This decision in Dobbs v. Jackson Women’s Health Organization overturned Roe v. Wade (1973) and Planned Parenthood v. Casey (1992) — and concluded that the Constitution does not protect the right to an abortion. It also further deteriorated the privacy of patients seeking medical care, as some states were empowered to investigate if an abortion or abortion-aid is suspected.
The impact was swift and clear. At least 14 states ceased almost all abortion services within the first six months. In nearly half of the country’s states, providers and those seeking abortions can face significant prison time. Even the United Nations (UN) called out the situation for putting “millions of women and girls at serious risk.”
But, if you care about Dobbs, you should care about trans rights. Both of which are a fight for agency amongst marginalized genders. The Dobbs ruling came down as a record-breaking number of pieces of anti-trans legislation — and proposals for them — were passed. In 2022, this included barriers for gender affirming care, participating in sports, claiming birth certificates, and the now-infamous “Don’t Say Gay or Trans” law in Florida. A year before that (in 2021), there was also a record-breaking number of anti-trans bills. And, before that, 2020 was the record-breaking year. See a pattern here?
But despite the previous records, we have seen a significant escalation in the amount of legislation attacking queer and trans communities so far in 2023. The American Civil Liberties Union (ACLU) is now tracking nearly 500 bills that were introduced, defeated or are now making their way through state legislatures. (The Trans Legislation Tracker had a different number, noting that there were 558 anti-trans bills in 2023 in 49 states, including 83 that passed, 112 that failed, and another 363 that are still active.) We’re only halfway through 2023 and more than 75 anti-LGBT laws have passed in at least 21 states. Another 209 bills are in process, according to the ACLU. Similar to the situation post-Dobbs, nearly 20 states in this country have now restricted gender affirming care and often take the route of criminalizing doctors and professionals who help. This is an erosion of privacy where authorities could seek out potentially queer and trans people in their schools, leisure activities, and homes. That includes, but isn’t limited to “forced outing” bills and inappropriately involving child welfare services (as seen in Texas).
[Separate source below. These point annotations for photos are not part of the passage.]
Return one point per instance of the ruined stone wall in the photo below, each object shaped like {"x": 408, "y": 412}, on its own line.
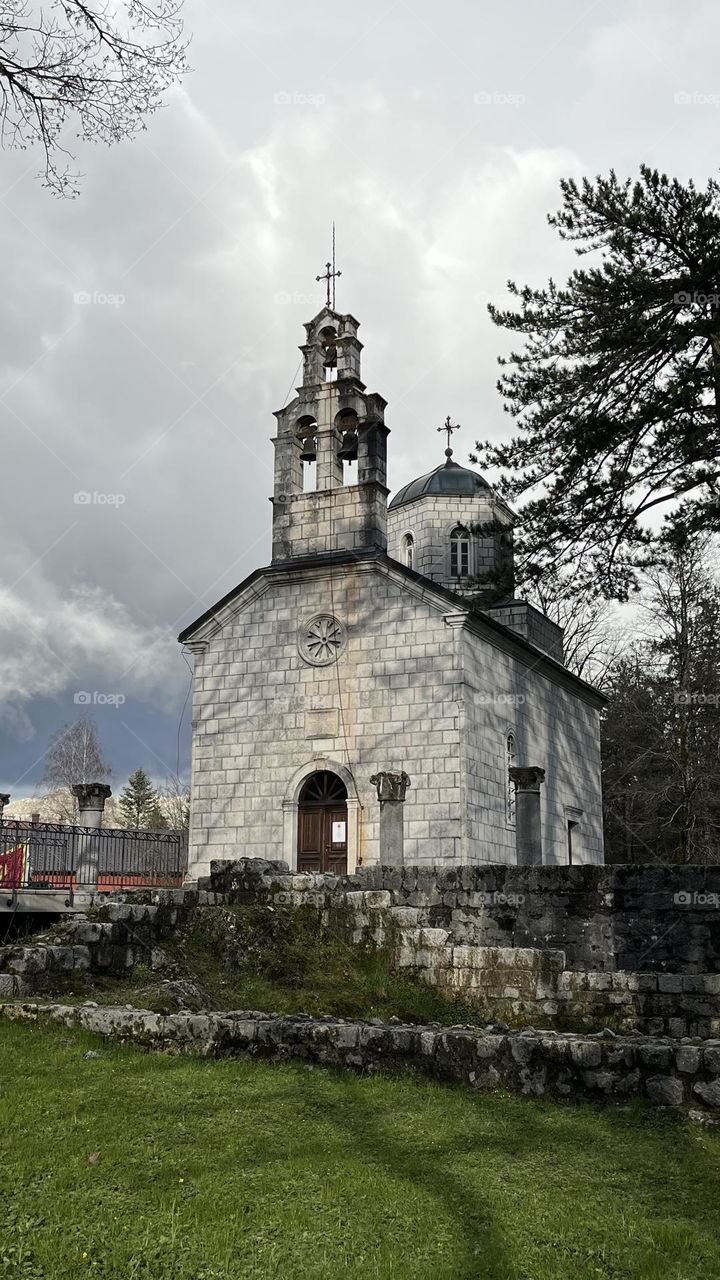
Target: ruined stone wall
{"x": 655, "y": 919}
{"x": 573, "y": 946}
{"x": 532, "y": 1063}
{"x": 117, "y": 933}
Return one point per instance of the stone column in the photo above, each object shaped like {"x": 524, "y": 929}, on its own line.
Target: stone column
{"x": 91, "y": 798}
{"x": 391, "y": 794}
{"x": 528, "y": 827}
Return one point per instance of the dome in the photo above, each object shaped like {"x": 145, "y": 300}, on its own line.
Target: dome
{"x": 449, "y": 479}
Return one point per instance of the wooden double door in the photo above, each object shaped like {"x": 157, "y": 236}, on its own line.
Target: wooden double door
{"x": 322, "y": 824}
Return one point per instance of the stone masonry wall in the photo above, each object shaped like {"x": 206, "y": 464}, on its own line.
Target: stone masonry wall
{"x": 532, "y": 1063}
{"x": 115, "y": 935}
{"x": 655, "y": 919}
{"x": 572, "y": 946}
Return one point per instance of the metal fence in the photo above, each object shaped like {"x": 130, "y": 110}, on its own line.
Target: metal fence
{"x": 46, "y": 855}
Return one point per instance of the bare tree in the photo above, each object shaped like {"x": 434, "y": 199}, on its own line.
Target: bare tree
{"x": 174, "y": 803}
{"x": 73, "y": 755}
{"x": 592, "y": 640}
{"x": 82, "y": 63}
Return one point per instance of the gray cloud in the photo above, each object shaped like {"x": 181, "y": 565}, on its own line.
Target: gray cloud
{"x": 150, "y": 328}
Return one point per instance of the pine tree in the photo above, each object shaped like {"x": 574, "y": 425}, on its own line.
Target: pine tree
{"x": 139, "y": 804}
{"x": 661, "y": 767}
{"x": 616, "y": 391}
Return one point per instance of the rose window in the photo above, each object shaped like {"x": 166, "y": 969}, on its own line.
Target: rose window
{"x": 322, "y": 640}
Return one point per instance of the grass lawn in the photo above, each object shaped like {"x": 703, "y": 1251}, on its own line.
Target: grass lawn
{"x": 141, "y": 1166}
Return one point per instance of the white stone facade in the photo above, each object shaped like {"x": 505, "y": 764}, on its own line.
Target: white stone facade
{"x": 415, "y": 688}
{"x": 338, "y": 658}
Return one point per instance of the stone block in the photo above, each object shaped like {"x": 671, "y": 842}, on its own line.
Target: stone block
{"x": 709, "y": 1092}
{"x": 657, "y": 1057}
{"x": 670, "y": 982}
{"x": 711, "y": 1059}
{"x": 687, "y": 1059}
{"x": 586, "y": 1052}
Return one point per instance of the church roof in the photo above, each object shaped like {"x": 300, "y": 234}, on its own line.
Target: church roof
{"x": 449, "y": 479}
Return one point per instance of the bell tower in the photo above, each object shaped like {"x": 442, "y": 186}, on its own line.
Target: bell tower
{"x": 333, "y": 434}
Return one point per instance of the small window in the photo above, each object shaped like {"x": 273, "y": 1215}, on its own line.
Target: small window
{"x": 573, "y": 822}
{"x": 510, "y": 760}
{"x": 459, "y": 553}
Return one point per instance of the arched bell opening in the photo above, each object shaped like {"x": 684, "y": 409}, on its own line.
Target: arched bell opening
{"x": 346, "y": 423}
{"x": 328, "y": 343}
{"x": 322, "y": 824}
{"x": 305, "y": 429}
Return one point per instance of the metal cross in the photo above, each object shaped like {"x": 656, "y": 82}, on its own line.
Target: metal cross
{"x": 329, "y": 277}
{"x": 450, "y": 428}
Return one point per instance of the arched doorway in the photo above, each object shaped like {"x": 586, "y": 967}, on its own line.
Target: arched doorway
{"x": 322, "y": 824}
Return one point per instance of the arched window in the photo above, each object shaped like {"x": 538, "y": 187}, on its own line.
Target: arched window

Both examples of anti-abortion and anti-LGBT legislation place the ideology of politicians over the recommendations of trained professionals and, most of all, those of us who live in the bodies we have. Body autonomy is a basic human right. Choosing the care one needs is an act of dignity.
Consequently, the Human Rights Campaign has released its first ever national warning for LGBTQ+ U.S. residents as a result of this assault on fundamental human rights.
Well before Dobbs, transgender activists have been warning that when you come for our body autonomy, everyone is at risk for losing their agency — especially other marginalized genders. Yet, our community and issues often go ignored by mainstream outlets. For example, Media Matters for America found that cable and broadcast television networks only covered anti-trans violence for a total of just over six hours in the same year Roe v. Wade was overturned.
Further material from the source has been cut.